Emil took the map from Garland to bring it closer to the lamp. “I think you were pointing at a sheep‑shearing station. It’s pretty far from anywhere, and surely it’s not even occupied at this time of year.”
J’han had switched his attentions to Karis’s shoulder blades. She had shut her eyes again. She said, in a heavy, exhausted voice, “No, Emil. Mabin is there.”
Mabin, Garland thought. Councilor Mabin, general of Paladins. The one with the spike in her heart.
“Do you want to visit her?” Emil’s tone was neutral, but Garland noticed a sudden liveliness in his face.
“Want?” Karis said. “No, of course not.”
“Ought,” Emil corrected himself patiently.
“Ought,” said Medric firmly.
The Truthken briskly rubbed her shivering daughter with a towel. “Karis will protect you, Garland, so don’t go into a panic.”
Garland realized then that panic was exactly what he felt.
“The earth will open its mouth and chew up that woman alive if she even threatens my people,” said Karis. “And she’ll begme to let her heart stop beating.”
Her tone was so hard, and so matter‑of‑fact, that Garland said in a small voice, “Literally?”
Emil said, “Earth logic, you, know, is awfully literal. And Karis, well, she’s always been a bit–” He paused, apparently to hunt down and capture the most exact term. “–Definite,” he said. “When she does something, she does it. And you know she’s done it. And you never forget it.”

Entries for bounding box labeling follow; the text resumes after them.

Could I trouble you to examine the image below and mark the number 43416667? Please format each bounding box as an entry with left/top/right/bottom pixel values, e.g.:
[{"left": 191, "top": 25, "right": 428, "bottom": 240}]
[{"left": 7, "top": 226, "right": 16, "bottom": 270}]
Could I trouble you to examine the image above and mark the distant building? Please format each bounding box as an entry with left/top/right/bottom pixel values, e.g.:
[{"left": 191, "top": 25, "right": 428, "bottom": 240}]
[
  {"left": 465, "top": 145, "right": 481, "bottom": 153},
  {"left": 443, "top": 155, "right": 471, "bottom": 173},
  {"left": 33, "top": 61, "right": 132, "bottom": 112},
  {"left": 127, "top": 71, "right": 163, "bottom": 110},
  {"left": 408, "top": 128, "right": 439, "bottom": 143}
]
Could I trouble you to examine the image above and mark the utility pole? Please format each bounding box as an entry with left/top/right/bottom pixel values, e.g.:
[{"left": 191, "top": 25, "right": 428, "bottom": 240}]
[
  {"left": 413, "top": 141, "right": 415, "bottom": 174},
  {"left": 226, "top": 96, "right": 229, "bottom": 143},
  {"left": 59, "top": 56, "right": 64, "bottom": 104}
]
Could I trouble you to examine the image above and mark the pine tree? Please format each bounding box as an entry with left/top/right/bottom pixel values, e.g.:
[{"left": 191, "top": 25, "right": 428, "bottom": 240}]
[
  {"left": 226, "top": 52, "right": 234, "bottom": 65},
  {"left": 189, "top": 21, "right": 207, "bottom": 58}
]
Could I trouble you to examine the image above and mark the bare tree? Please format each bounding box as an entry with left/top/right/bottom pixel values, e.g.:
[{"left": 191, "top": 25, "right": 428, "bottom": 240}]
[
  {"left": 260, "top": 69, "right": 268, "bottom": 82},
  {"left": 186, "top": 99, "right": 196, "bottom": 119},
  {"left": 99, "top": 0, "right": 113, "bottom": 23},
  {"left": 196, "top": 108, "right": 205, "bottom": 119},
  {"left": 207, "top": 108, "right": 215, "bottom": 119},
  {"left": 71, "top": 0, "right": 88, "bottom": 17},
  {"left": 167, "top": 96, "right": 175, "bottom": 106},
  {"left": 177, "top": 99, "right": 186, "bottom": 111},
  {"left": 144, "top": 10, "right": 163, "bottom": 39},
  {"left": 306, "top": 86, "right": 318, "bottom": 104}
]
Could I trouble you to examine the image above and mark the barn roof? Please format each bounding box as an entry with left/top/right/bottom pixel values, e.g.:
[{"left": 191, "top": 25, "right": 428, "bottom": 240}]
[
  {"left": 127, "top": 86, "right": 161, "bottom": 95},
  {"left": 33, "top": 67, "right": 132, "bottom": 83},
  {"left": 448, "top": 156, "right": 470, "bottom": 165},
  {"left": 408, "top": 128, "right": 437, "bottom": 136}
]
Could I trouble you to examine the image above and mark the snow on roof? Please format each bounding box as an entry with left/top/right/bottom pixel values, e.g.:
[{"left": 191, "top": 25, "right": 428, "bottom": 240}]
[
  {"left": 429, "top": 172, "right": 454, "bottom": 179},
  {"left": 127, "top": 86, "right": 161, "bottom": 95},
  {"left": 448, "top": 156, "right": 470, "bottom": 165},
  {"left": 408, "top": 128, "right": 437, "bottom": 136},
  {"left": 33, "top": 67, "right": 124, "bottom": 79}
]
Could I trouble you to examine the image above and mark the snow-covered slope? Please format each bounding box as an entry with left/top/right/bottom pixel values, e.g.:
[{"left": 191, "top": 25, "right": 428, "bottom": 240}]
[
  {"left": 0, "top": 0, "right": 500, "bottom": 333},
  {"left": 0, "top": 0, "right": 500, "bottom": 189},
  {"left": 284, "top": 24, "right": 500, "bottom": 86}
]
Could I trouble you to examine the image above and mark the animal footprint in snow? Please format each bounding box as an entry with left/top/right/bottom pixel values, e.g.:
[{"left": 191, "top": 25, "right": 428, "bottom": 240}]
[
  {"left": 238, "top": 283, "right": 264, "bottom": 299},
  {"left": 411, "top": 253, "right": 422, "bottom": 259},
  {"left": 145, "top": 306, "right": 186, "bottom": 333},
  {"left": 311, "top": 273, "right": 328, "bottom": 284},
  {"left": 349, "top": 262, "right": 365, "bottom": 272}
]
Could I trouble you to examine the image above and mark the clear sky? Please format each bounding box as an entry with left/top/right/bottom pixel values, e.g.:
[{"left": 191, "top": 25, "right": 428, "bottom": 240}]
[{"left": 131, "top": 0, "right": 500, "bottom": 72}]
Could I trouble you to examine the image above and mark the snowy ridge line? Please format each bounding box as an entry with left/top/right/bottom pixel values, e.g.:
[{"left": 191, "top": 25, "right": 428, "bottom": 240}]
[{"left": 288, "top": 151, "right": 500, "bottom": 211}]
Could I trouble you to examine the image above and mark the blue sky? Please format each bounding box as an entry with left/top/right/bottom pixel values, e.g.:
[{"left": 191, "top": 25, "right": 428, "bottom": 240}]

“And it can really hurt,” said Medric.
Karis raised her head. She looked at Medric, and then at Emil. “You two can hardly wait,” she said.
The parlor had become a makeshift bindery, lit by the household’s entire collection of lamps. Norina stood in the corner, methodically folding and slashing sheets of paper. Emil sorted and ordered the pages and then, like Garland, plied a heavy needle and thread to sew the pages together. Finally, J’han and Leeba glued on the paper covers, and yesterday’s ink‑child had been transformed into a glue‑child. After an entire morning of sewing, Garland still could not quite believe that books are held together at their centers by needle and thread. Such a homely thing! His fingers hurt, and he was glad to abandon the sewing occasionally to check his stewpot.